Radio-labeled oligonucleotides with the same sequence as the expected cleavage products were used for the size markers: 5′-ACGAGATTCCCACTGTCCCTATCTACT-3′ and 5′-GGTTTCGCTAGATAGTAGATAGGGACA-3′ as for top and bottom strand cleavage, respectively. To determine cleavage sites precisely, sequencing markers were used in some experiments. Sequencing markers were generated by primer extension with TaKaRa Taq Cycle Sequencing Kit (Takara) using the manufacturer's suggested protocol except for the PCR condition. The reaction mixture was denatured at 94°C for 20 s, followed by 25 cycles of 94°C for 20 s, 30°C for 20 s and 72°C for 1 min, and then another 15 cycles of 94°C for 20 s and 72°C 20 s.
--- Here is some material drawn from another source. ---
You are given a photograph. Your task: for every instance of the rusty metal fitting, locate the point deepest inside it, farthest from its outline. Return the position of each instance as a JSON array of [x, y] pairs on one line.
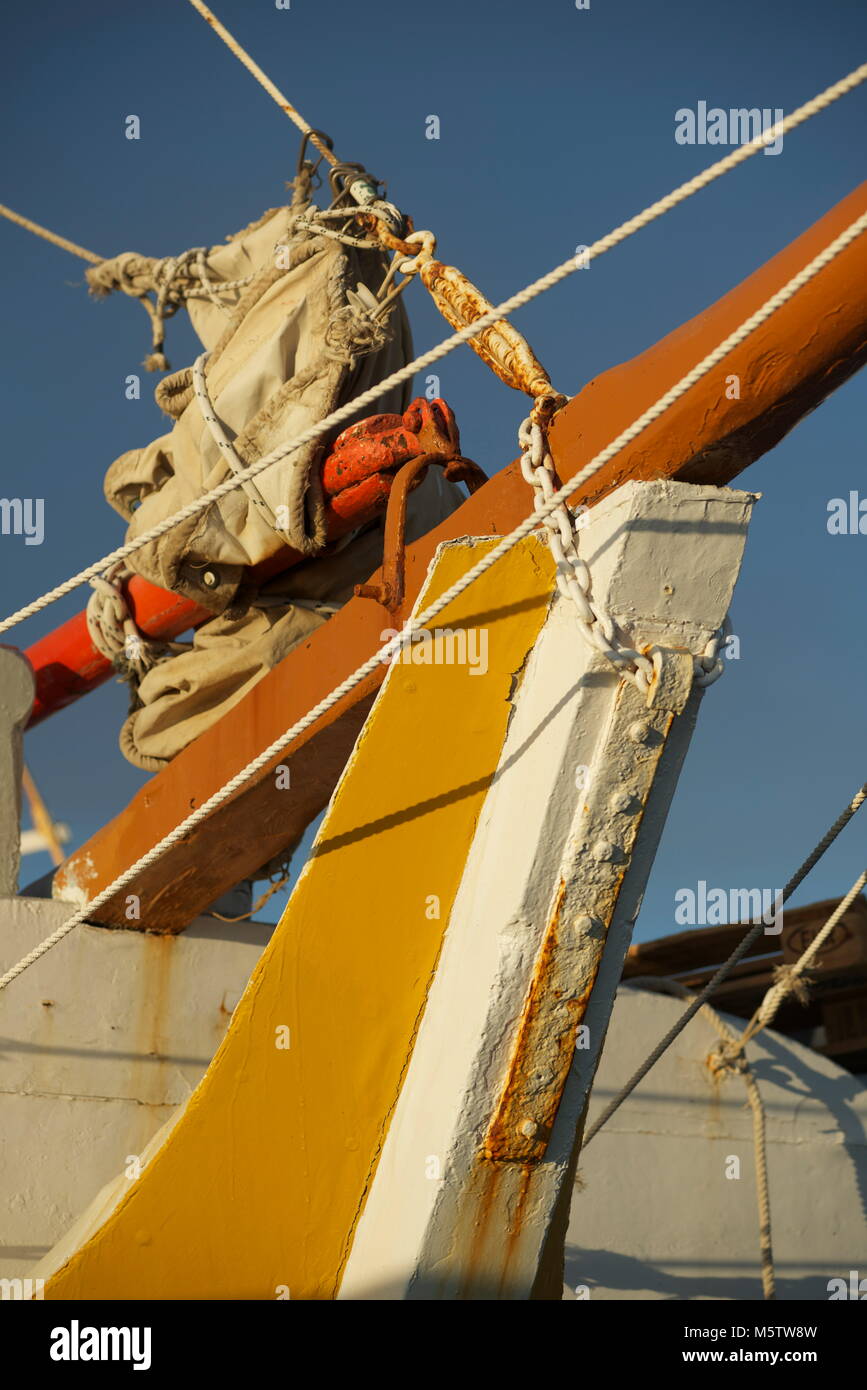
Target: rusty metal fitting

To generate the sequencing template, 247 bp of 28S rDNA sequence containing the R1Bm target site was amplified by PCR with Pfu Turbo DNA polymerase (Stratagene) with the primers 28SrDNA-XhoI-s (5′-AAAAACTCGAGGCGCGGGTAAACGGCGGG-3′) and 28SrDNA-BamHI-a (5′-AAAAAGGATCCCGCGAAACGATCTCCC-3′) using pBmR161 (30) as template. The PCR product was purified with GenElute PCR Clean-up Kit (Sigma) prior to use. The sequencing primers used for the bottom and the top strands are 5′-GGTTTCGCTAGAT-3′ and 5′-ACGAGATTCCCAC-3′, respectively.


R1Bm EN cleaves both strands of the 28S rDNA sequence at the target site

We expressed R1Bm EN in Escherichia coli with an N-terminal His10 tag and purified it by nickel chelation chromatography. It has been reported that the EN domain of R1Bm cleaves the target sequence (19). The bottom and top strands of the target sequence are shown in Figure 1A, and the cleavage sites are indicated as X and Y. To confirm the sequence specificity of R1Bm EN, the activity of R1Bm EN was tested using a double-stranded oligonucleotide substrate that contained the target sequence. This substrate was radiolabeled on either the top or bottom strand and digested with R1Bm EN in the reaction mixture for different reaction times. The reaction products were separated on a polyacrylamide denaturing sequencing gel with sequencing markers. As shown in Figure 1B, the cleavage of the target sequence was detected on both strands of the substrate (band-X and Y). This demonstrates that the R1Bm EN purified in this study precisely generates a nick on the target sequence. As well as X and Y, a few other bands (bands 1–7) were observed from both strands. This was because cleavage by R1Bm EN is not absolutely sequence specific in vitro, as shown previously (19). By comparing the gel migration length with the sequencing ladders, these cleavage sites were confirmed as shown in Figure 1A.

Figure 1.
Target sequence cleavage of R1EN. (A) Substrate DNA used for oligonucleotide cleavage study. The substrate consists of the 40-bp long 28S rDNA sequence containing the target site of R1Bm. The sequence of target site duplication (TSD) is boxed. The X and ...

A mutated protein, H209A, was also purified and used as a negative control because His-209 is essential for the catalysis of TRAS1 EN and L1 EN (18, 8). H209A exhibited no detectable cleavage activity on the top or bottom strand, indicating that there was no contaminating nuclease activity from E. coli in the purified protein (Figure 1B). The time course analysis showed the cleavage of bottom strand is more efficient than the top strand cleavage (Figure S1).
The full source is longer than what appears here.